Wangari Muta Maathai was born in Nyeri, Kenya (Africa) in 1940. The first woman in East and Central Africa to earn a doctorate degree, Professor Maathai obtained a degree in Biological Sciences from Mount St. Scholastica College in Atchison, Kansas (1964). She subsequently earned a Master of Science degree from the University of Pittsburgh (1966). Professor Maathai pursued doctoral studies in Germany and at the University of Nairobi, obtaining a Ph.D. (1971) from the University of Nairobi where she also taught veterinary anatomy. She became chair of the Department of Veterinary Anatomy and an associate professor in 1976 and 1977 respectively. In both cases, she was the first woman to attain those positions in the region.

In 2012, the 14th Africa Union Summit agreed that March 3rd each year from now on will be Wangari Maathai Day. It is a day to remember Professor Maathai and her lifelong commitment to good governance, environmental responsibility and peace. Previously, the  3rd of March was the “Africa Environment Day”.

At the first annual Wangari Maathai Day celebrations will take place in countries across Africa.

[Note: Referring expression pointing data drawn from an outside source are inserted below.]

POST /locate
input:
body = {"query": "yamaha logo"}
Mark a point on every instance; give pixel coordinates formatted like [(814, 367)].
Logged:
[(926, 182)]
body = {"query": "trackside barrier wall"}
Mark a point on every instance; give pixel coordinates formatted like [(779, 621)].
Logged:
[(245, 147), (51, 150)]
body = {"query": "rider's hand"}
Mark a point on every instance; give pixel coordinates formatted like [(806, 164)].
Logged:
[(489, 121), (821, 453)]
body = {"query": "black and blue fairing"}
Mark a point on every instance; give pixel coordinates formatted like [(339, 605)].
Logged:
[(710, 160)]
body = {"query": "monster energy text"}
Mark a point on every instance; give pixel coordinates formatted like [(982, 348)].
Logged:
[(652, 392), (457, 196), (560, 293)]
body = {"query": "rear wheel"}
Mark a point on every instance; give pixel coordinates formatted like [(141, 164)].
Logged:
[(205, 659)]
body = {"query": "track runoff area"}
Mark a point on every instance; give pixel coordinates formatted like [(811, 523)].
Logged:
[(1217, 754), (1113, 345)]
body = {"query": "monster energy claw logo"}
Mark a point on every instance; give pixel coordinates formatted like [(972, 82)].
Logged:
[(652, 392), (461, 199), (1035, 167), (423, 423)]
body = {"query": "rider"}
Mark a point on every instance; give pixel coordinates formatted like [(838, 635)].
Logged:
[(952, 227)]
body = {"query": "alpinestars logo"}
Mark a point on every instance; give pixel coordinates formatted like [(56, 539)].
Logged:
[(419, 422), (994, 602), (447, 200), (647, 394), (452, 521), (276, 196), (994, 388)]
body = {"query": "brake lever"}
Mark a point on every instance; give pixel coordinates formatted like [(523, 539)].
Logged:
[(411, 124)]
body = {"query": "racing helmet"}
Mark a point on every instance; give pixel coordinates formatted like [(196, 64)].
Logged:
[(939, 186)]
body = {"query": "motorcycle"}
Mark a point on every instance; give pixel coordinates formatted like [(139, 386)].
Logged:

The day’s events will focus on celebrating her accomplishments and mobilizing  people to overcome environmental challenges to help ensure a better future for all. This year the Government of Chad hosted celebrations and the key focus was on "Saving Lake Chad", one of the continental lakes facing the threat of drying up as a result of the worsening effects of climate change and desertification.

In Kenya the Green Belt Movement was celebrated by hosting a tree planting event on March 10th at Freedom Corner in Uhuru Park, a special place for Wangari during her lifetime in remembrance of her. The event will be open to friends of the GBM, school students, and members of the public for a special tree planting event, music, and tributes.